Old clothes, plastic shopping bags, rotting food, rotting chickens, vegetables, even sometimes a rotting dog — it was all piled up in the huge brown mountain of the dump, stretching as far as we could see. From far away, you could smell it. That first day, walking onto the dump with the other women, I felt sick all day, the smell was so bad.
For 10 years, from 1972 to 1982, we worked on that dump. Our job was to pick up broken bottles, cardboard and plastic and sell it all for recycling to an Indian man called Mr Faro, who was waiting at the edge of the dump. On a good day I made R30. I could buy bread, paraffin — it cost one penny — rice and mielie meal.
On other days we only made enough money to buy one small packet of rice. There was never any meat or vegetables, no money for that. If I didn't go to the dump, we had no food. Even on weekends, if I didn't go, we had nothing to eat. If you've got kids, they keep on needing food. Then you must go and buy bread and everything else all over again. Some of the women took food they found on the dump back to their families, but I could never do that, never.

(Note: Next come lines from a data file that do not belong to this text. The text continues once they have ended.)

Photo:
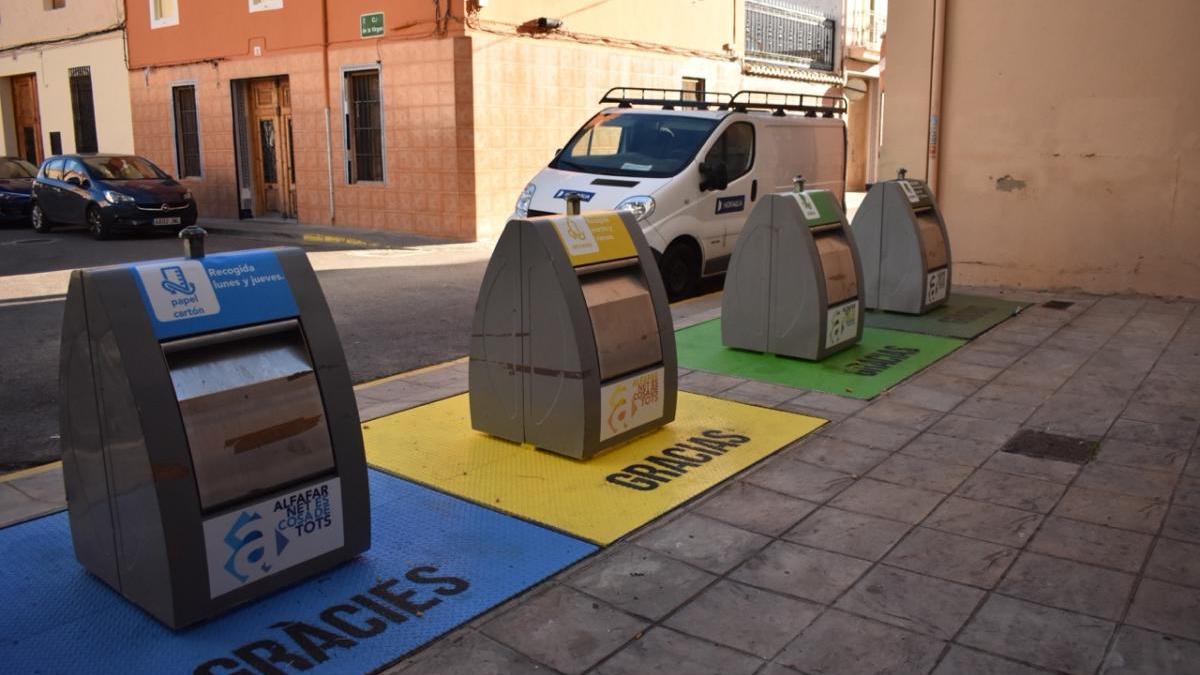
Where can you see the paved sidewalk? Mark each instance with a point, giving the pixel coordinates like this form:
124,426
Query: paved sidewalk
352,237
899,538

One day I saw people picking up clothes on the dump, and I started doing that too. From then on, all my children wore clothes I found in the rubbish. We took them and washed them. When my granddaughter Nosanelisiwe was born, I even found a big bag full of cloth nappies on the dump, and washed them so we could use them for her.

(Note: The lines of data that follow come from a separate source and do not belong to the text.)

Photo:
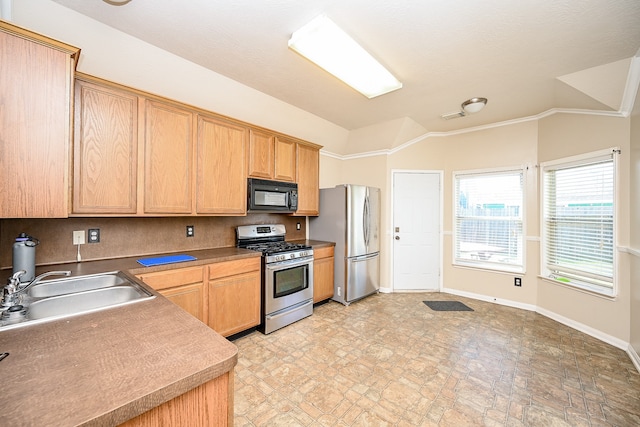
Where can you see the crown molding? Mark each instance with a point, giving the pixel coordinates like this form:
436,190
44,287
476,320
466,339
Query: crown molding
628,100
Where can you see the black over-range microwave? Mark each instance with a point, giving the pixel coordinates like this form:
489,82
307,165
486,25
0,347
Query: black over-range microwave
272,196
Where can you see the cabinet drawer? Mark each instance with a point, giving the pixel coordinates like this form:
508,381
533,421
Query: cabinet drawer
323,252
171,278
231,268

Sometimes the white people put these things in a nice, clean black bag, and we found them like that blankets and even pillows and dishes, wrapped up nicely. I wonder why they threw those things away, because they were good things. We had very little, but I had a lot of clothes, the ones I found on the dump, and we dressed like ladies, you know. Working on the dump, we never fought, we were always laughing.
The one would say this thing, the other one another thing, and then we laughed. The one would pick up something, maybe some clothes, and say, 'Mrs Skefile, take this thing for you.' That was marvellous, even though the place was stinking. You have to be proud of yourself when you've got nothing, and you make use of what God gives you.